I'm using Cassandra 2.2 and I've an application that requires a high level of consistency.
I've configured one datacenter cluster with 3 nodes.
My keyspace is created with replication_factor of 2.
In each configuration.yaml files I've set 2 seed_providers (for example NODE_1 and NODE_3).
The important thing is that my app should be full-functional even if one node is down.
Currently I've some issues with the consistency and timeout when my app contacts the cluster.
I've read the whole Cassandra 2.2 documentation and I concluded that the best CONSISTENCY LEVEL for my write operations should be QUORUM and for my read operations ONE, but I still have some consistency issues.
First of all, is it the right choice to have a strong level of consistency?
And also, are UPDATE and DELETE operations considered as write or read operations, since for example an update operation with a WHERE clause still has to 'read' data? I'm not sure, spacially in the context of the cassandra' write workflow.
My second issue is the timeout during the write operations. A simple and lightweight INSERT sometimes get "Cassandra timeout during write query at consistency QUORUM (2 replicas were required but only 1 acknowledged the write)"
or sometines even "... 0 acknoledged" even though all of my 3 nodes are UP.
Are there some other parameters that I should check, like for example write_request_timeout_in_ms, with default value of 2000 ms (which is already a high value)?
You will have strong consistency with Replication Factor = 2 and Consistency Level = QUORUM for write operations and ONE for read operations. But write operations will fail if one node is down. Consistency Level = QUORUM is the same as ALL in case Replication Factor = 2.
You should use Replication Factor = 3 and Consistency Level = QUORUM for both write and read operations, to have strong consistency and full functional app even if one node is down.
DELETE and UPDATE operations are write operations.
For the timeout issue please provide table model and queries that fails.
Updated
Consistency level applies to replicas, not nodes.
Replication factor = 2 means that 2 of 3 nodes will contain data. These nodes will be replicas.
QUORUM means that a write operation must be acknowledged by 2 replicas (when replication factor=2), not nodes.
Cassandra places the data on each node according to the partition key. Each node is responsible for a range of partition keys. Not any node can store any data, so you need have alive replicas (not nodes) to perform operations. Here article about data replication and distribution.

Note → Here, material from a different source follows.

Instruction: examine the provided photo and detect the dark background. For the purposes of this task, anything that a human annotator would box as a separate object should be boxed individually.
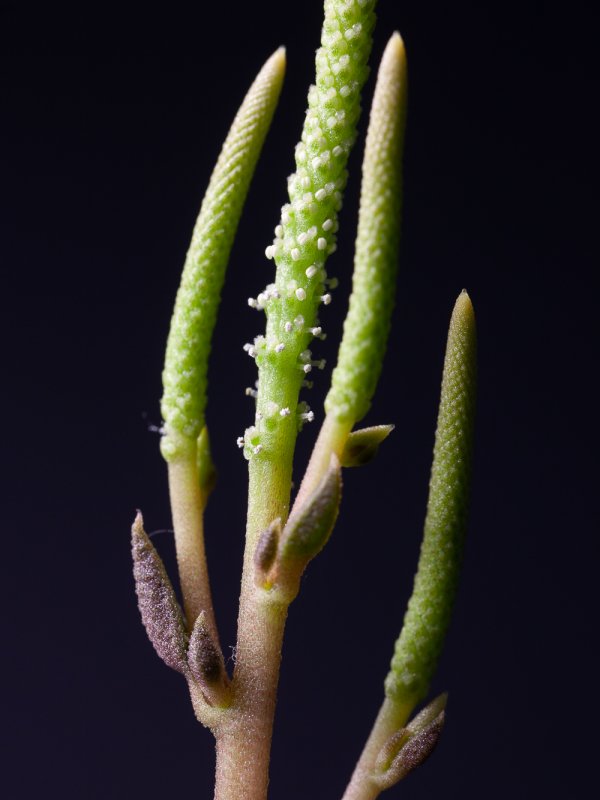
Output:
[0,0,598,800]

When you perform QUORUM write request to cluster with 2 of 3 alive nodes, there is a chance that the cluster has only 1 alive replica for the partition key, in this case the write request will fail.
In additional: here is a simple calculator for Cassandra parameters
Related
I have two Cassandra datacenters, with all servers in the same building, connected with 10 gbps network. The RF is 2 in each datacenter.

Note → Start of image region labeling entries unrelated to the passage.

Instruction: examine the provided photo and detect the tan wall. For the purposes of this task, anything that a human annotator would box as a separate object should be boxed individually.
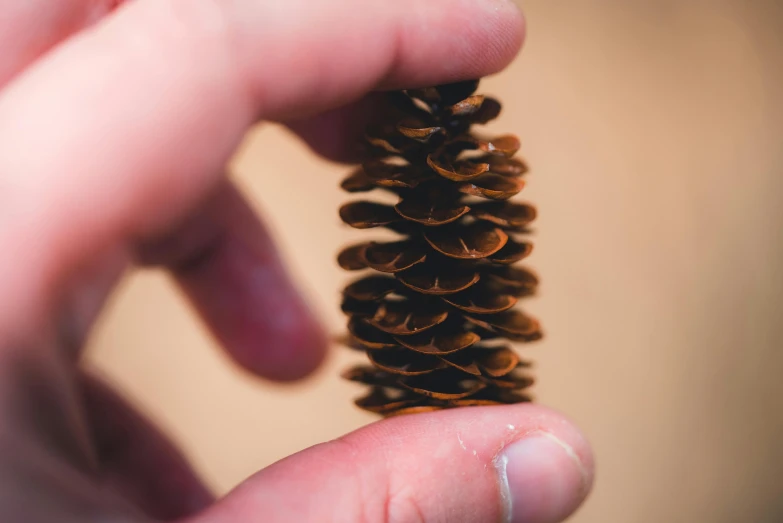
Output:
[90,0,783,523]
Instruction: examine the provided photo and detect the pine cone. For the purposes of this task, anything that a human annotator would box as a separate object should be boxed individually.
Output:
[338,81,541,416]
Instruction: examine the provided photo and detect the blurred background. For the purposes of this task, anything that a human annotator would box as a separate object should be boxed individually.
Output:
[84,0,783,523]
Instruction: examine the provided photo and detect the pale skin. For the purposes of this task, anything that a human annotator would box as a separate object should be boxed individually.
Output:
[0,0,593,523]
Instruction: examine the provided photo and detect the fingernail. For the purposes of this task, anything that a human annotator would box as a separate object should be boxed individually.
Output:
[495,433,590,523]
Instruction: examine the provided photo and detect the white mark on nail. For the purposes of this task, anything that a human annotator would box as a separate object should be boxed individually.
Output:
[495,454,511,523]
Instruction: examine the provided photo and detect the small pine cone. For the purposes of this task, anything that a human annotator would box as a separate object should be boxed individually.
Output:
[338,81,541,416]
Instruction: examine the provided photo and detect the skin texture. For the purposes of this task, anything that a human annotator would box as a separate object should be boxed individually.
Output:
[0,0,593,523]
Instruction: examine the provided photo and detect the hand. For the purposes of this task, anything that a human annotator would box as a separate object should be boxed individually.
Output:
[0,0,593,523]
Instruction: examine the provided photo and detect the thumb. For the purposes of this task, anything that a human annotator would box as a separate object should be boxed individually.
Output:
[192,405,593,523]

I need to ensure strong consistency inside my app, so I first planed to use QUORUM consistency (3 replicas of 4 must respond) on both reads and writes. With that configuration, I can also be fault tolerant if a node crash on a particular datacenter.

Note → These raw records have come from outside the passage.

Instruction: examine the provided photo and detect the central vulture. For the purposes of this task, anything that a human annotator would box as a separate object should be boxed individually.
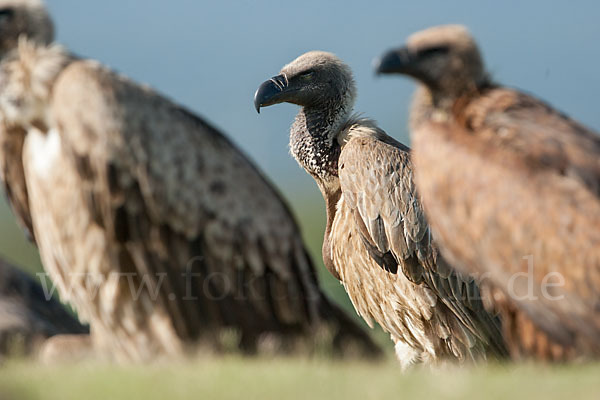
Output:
[254,51,506,368]
[377,25,600,360]
[0,0,378,361]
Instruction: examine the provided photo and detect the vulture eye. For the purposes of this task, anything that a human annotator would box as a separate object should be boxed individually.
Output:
[419,46,450,57]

So I set multiples contact point from multiples datacenter to my spark connector, but the following error is immediately returned : requirement failed, contact points contain multiple data centers
So I look at the documentation. It say :
Connections are never made to data centers other than the data center of spark.cassandra.connection.host [...]. This technique guarantees proper workload isolation so that a huge analytics job won't disturb the realtime part of the system.
Okay. So after reading that, I plan to switch to LOCAL_QUORUM (2 replicas of 2 must respond) on write, and LOCAL_ONE on read, to still get strong consistency, and connect by default on datacenter1.
The problem, is still consistency, because Spark apps working on the second datacenter datacenter2 don't have strong consistency on write, because data are just asynchronously synchronized from datacenter1.
To avoid that, I can set write consistency to EACH_QUORUM (= ALL). But the problem in that case, is if a single node is unresponsive or down, the entire writes are unable to process.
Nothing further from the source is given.